Calculates the distance to the closest zero pixel for each pixel of the source image.

The function cv::distanceTransform calculates the approximate or precise distance from every binary image pixel to the nearest zero pixel. For zero image pixels, the distance will obviously be zero.

When maskSize == DIST_MASK_PRECISE and distanceType == DIST_L2 , the function runs the algorithm described in [69] . This algorithm is parallelized with the TBB library.

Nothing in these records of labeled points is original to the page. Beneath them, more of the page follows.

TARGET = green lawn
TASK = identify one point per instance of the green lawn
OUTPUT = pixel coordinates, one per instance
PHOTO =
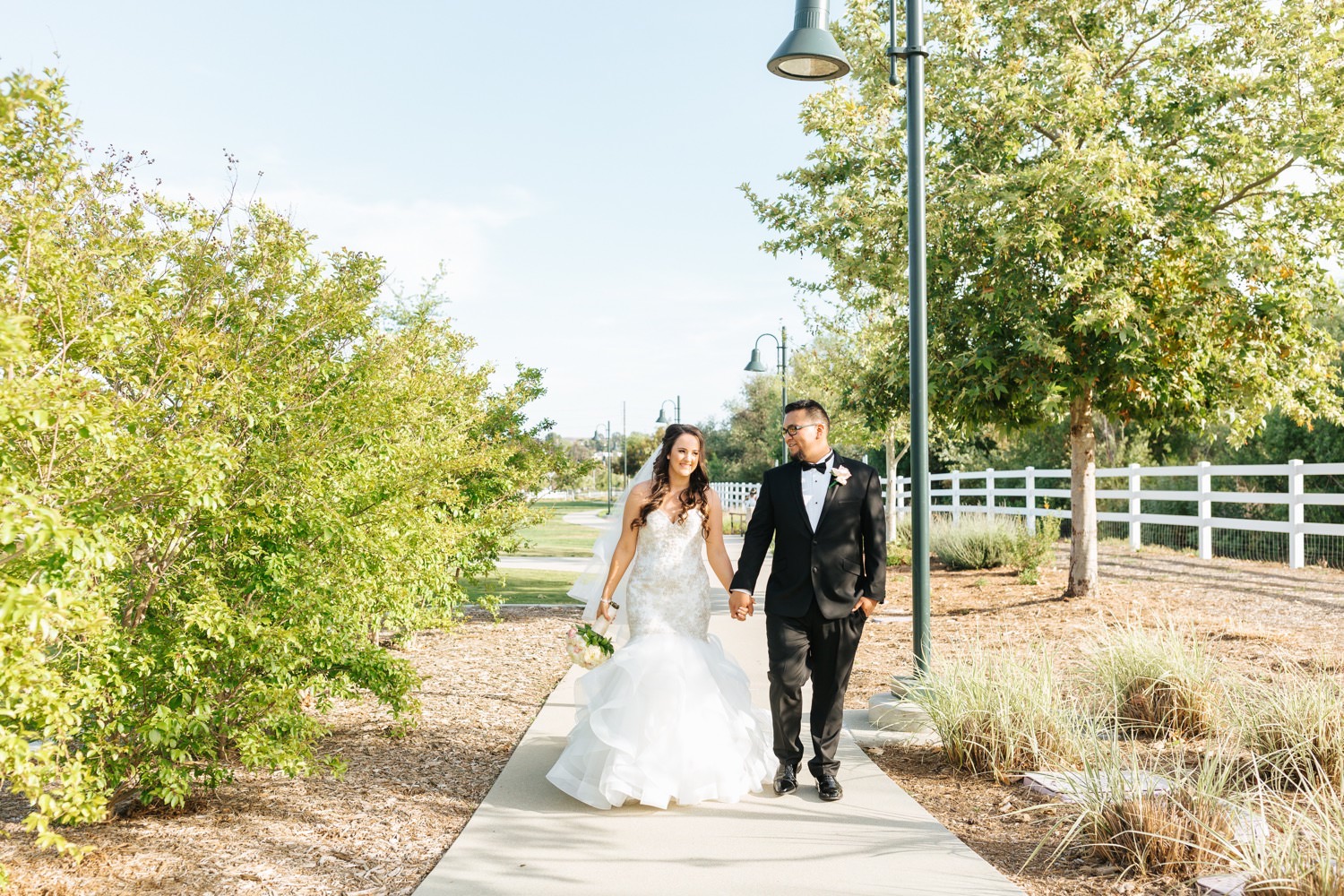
(558, 538)
(526, 586)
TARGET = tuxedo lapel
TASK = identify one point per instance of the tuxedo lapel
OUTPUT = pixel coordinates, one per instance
(831, 490)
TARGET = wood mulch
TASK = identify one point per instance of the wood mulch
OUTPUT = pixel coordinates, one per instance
(1257, 619)
(378, 831)
(403, 798)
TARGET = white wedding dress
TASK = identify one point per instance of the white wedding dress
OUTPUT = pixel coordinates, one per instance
(668, 718)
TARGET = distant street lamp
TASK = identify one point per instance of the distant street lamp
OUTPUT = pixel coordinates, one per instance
(597, 437)
(811, 53)
(663, 418)
(781, 344)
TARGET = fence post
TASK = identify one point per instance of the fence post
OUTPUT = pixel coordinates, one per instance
(1136, 508)
(1031, 500)
(1296, 516)
(1206, 512)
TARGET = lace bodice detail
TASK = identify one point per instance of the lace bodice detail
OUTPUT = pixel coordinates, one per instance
(669, 586)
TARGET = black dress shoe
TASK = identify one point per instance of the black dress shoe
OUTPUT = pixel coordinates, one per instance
(830, 788)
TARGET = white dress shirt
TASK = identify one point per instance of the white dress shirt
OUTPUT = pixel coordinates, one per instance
(814, 489)
(814, 493)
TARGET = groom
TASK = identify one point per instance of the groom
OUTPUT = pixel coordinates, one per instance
(825, 514)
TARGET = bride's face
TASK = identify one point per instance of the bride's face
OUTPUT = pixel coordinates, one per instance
(685, 455)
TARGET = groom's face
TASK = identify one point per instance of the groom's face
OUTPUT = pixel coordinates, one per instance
(809, 443)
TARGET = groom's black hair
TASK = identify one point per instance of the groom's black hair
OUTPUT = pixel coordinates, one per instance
(814, 409)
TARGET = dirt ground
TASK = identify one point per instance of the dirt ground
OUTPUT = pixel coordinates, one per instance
(1257, 618)
(375, 831)
(403, 799)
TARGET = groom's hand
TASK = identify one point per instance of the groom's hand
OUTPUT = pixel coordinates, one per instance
(741, 605)
(867, 605)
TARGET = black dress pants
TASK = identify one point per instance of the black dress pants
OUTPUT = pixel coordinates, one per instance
(803, 646)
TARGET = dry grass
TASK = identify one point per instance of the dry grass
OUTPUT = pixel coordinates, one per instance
(997, 715)
(1153, 680)
(1295, 728)
(375, 831)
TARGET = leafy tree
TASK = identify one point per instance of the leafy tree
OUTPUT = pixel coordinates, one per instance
(746, 444)
(1131, 207)
(223, 469)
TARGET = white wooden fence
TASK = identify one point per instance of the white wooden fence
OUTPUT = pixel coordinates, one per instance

In other cases, the algorithm [28] is used. This means that for a pixel the function finds the shortest path to the nearest zero pixel consisting of basic shifts: horizontal, vertical, diagonal, or knight's move (the latest is available for a \(5\times 5\) mask). The overall distance is calculated as a sum of these basic distances. Since the distance function should be symmetric, all of the horizontal and vertical shifts must have the same cost (denoted as a ), all the diagonal shifts must have the same cost (denoted as b), and all knight's moves must have the same cost (denoted as c). For the DIST_C and DIST_L1 types, the distance is calculated precisely, whereas for DIST_L2 (Euclidean distance) the distance can be calculated only with a relative error (a \(5\times 5\) mask gives more accurate results). For a,b, and c, OpenCV uses the values suggested in the original paper:

• DIST_L1: a = 1, b = 2
• DIST_L2:
  • 3 x 3: a=0.955, b=1.3693
  • 5 x 5: a=1, b=1.4, c=2.1969
• DIST_C: a = 1, b = 1

Typically, for a fast, coarse distance estimation DIST_L2, a \(3\times 3\) mask is used. For a more accurate distance estimation DIST_L2, a \(5\times 5\) mask or the precise algorithm is used. Note that both the precise and the approximate algorithms are linear on the number of pixels.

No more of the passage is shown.